Trattasi di un filtraggio opzionale fatto da materiali adsorbenti o chimicamente attivi.
I materiali adsorbenti, rappresentati per lo più dai carboni attivi, eliminano le sostanze chimiche, per lo più macromolecole, catturandole al loro interno tramite un processo fisico, l’adsorbimento appunto, fino alla totale saturazione; per questo motivo hanno un’azione limitata nel tempo. Spesso si utilizzano per rimuovere trattamenti chimici e farmacologici, o per rimuovere i tannini, che comportano un antiestetico colore giallognolo dell’acqua. Purtroppo però questi prodotti eliminano anche sostanze utili, è quindi un bene non abusarne ma utilizzarli solo in casi di effettiva necessità.
I materiali chimicamente attivi sono costituiti per lo più da resine, che eliminano alcune sostanze indesiderate (silicati, nitrati, fosfati) legandole permanentemente al loro interno con un meccanismo di tipo chimico; come per i materiali adsorbenti hanno un limite di utilizzo oltre il quale perdono le loro proprietà.
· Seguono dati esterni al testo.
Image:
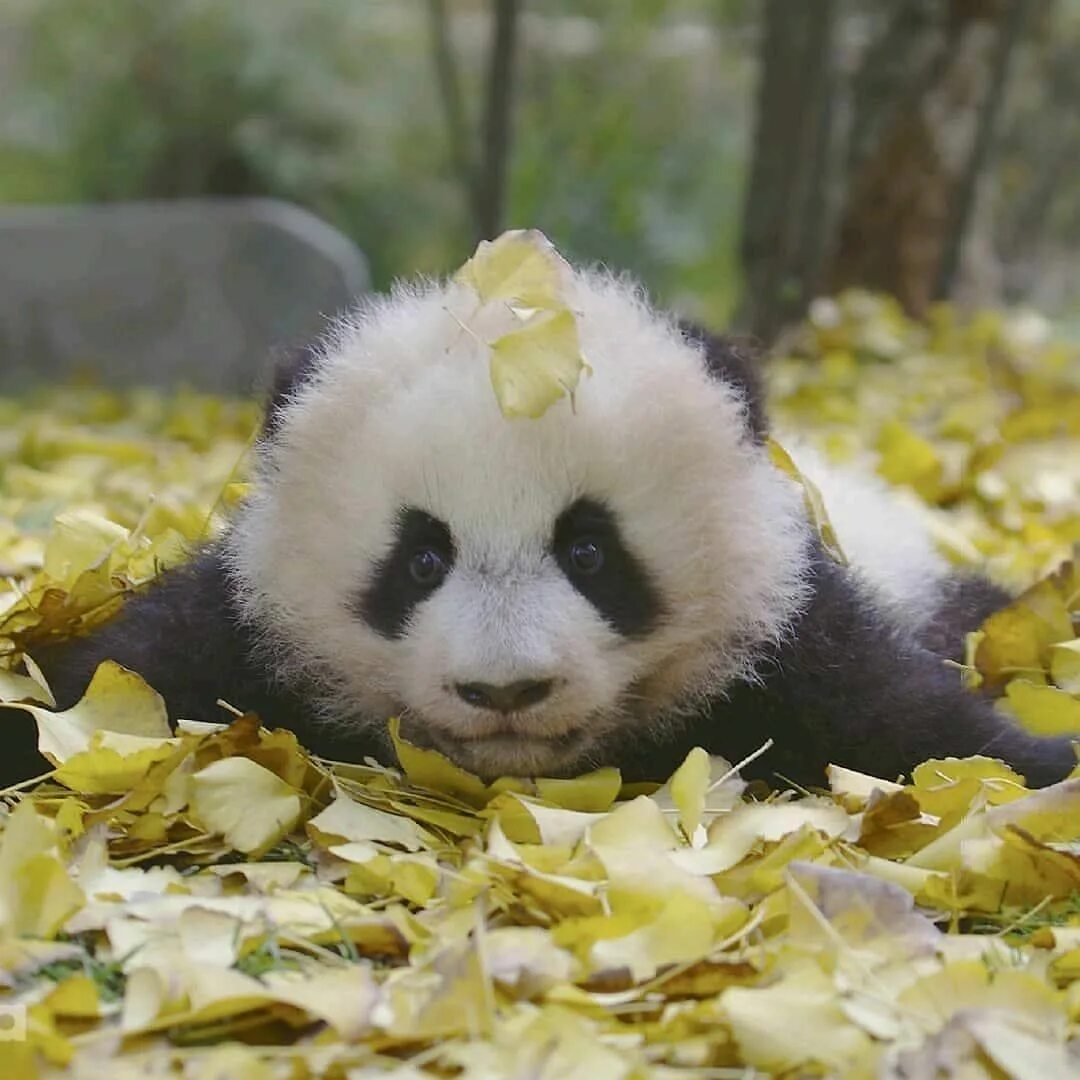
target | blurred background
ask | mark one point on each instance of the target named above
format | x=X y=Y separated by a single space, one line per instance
x=740 y=157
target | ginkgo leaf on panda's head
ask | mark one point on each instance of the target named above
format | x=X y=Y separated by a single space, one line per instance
x=534 y=367
x=522 y=268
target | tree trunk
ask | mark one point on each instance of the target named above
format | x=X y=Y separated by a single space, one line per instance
x=491 y=180
x=912 y=188
x=783 y=233
x=482 y=173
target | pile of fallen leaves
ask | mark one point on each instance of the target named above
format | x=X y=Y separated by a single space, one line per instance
x=212 y=902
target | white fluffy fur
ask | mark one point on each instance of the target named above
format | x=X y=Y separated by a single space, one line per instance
x=879 y=530
x=403 y=414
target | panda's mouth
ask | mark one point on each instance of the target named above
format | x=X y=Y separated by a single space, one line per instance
x=511 y=752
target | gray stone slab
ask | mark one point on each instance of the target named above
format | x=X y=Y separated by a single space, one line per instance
x=162 y=293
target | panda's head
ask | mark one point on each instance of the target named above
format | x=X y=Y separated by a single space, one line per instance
x=520 y=592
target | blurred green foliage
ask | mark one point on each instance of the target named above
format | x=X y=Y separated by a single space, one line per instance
x=631 y=123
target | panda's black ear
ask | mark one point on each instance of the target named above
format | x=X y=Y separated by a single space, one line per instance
x=291 y=368
x=738 y=363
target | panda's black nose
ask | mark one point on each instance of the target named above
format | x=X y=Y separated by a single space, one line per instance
x=504 y=699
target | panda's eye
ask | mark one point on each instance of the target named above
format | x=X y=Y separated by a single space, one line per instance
x=586 y=556
x=427 y=567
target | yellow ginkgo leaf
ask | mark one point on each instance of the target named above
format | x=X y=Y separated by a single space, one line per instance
x=116 y=700
x=535 y=366
x=689 y=787
x=1065 y=665
x=521 y=268
x=247 y=805
x=811 y=499
x=37 y=896
x=30 y=687
x=347 y=820
x=428 y=768
x=1043 y=710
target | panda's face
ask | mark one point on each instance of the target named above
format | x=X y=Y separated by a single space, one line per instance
x=518 y=592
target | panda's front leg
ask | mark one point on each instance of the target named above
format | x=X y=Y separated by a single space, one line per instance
x=853 y=688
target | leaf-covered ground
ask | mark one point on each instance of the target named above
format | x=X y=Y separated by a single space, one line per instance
x=214 y=903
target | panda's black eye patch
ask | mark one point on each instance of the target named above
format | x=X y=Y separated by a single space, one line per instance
x=590 y=550
x=418 y=563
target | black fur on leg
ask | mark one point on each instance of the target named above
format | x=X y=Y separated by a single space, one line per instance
x=852 y=690
x=186 y=639
x=737 y=363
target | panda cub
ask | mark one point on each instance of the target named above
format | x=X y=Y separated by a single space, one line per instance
x=612 y=583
Ci sono poi altre sostanze chimicamente attive come, ad esempio, resine e la torba, che tramite scambio ionico riduce la durezza carbonatica (KH) e rilascia acidi umici che abbassano il pH. Sono sostanze da usare con cautela e da parte di acquariofili abbastanza esperti, in quanto possono comportare effetti collaterali non graditi.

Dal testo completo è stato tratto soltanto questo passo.